CLINTON'S IMPACT NOT AS MUCH AS THOUGHT: In an ESPN.com golf roundtable, the question of Clinton's impact on the tournament was posed, and ESPN.com's Michael Collins said, "Clinton might get less than 10 percent of the credit. The real reason the field is so much better is because the top guys are finding out that in order to stay in the positions that get them into all the tournaments, they're going to have to play earlier than normal." ESPN.com's Bob Harig responded, "There is no doubt that Clinton is having an influence. It is difficult to say no to a former president who is also an avid golfer. But even more influential is the change in format. Going to four days (instead of five), which means one less golf course, is huge" (ESPN.com, 1/16).

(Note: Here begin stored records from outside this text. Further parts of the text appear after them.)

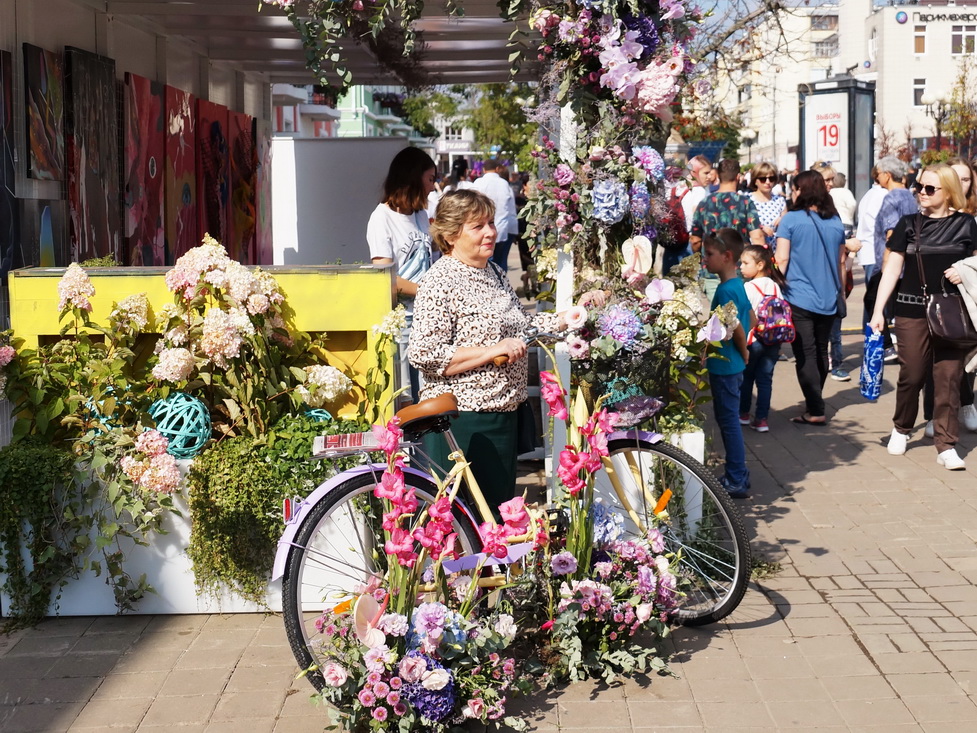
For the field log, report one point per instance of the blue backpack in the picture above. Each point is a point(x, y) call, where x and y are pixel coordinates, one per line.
point(775, 321)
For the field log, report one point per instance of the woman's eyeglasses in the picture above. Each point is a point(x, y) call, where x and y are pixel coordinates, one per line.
point(928, 190)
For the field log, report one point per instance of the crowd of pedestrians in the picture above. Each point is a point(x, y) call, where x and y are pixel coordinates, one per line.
point(912, 238)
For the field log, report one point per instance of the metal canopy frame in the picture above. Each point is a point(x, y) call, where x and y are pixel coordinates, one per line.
point(466, 50)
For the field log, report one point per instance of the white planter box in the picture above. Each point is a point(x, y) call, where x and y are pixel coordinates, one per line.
point(168, 570)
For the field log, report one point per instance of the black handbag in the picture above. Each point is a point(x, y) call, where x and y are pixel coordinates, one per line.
point(946, 313)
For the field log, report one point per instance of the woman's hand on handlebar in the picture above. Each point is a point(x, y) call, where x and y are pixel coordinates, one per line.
point(509, 350)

STRESSING IMPORTANCE OF HEALTH: The new emphasis on fitness around the golf tournament has been the focus of several stories on non-sports TV programming. Tuesday night’s edition of NBC’s “Nightly News” aired a segment called “Healthy Choices,” which focused on the health risks involved with obesity, including diabetes. NBC’s Brian Williams said the report included how Clinton was “scared straight and almost died for his past habits” and is now “doing his part” to help children suffering from obesity. NBC's Nancy Snyderman said Clinton’s “emergency heart surgery several years ago forced him to take a second look, not just at improving his own health but others as well.” Snyderman said the Clinton Foundation formed the “Alliance for a Healthier Generation” to “tackle the childhood obesity epidemic” (“Nightly News,” NBC, 1/17). Yesterday morning’s edition of NBC’s “Today” aired a segment called “Today’s Health” which re-aired Snyderman's report, with some added footage (THE DAILY). Snyderman also appeared on last night’s edition of Golf Channel’s “Golf Central.” Snyderman said that she believes golf has been “underestimated with regard to how health, strength, vitality can be linked to a sport.” She added that “there isn’t a more perfect sport than golf” to stress the importance of “walking, and breathing fresh air, and being physically fit and taking care of yourself" ("Golf Central," Golf Channel, 1/18).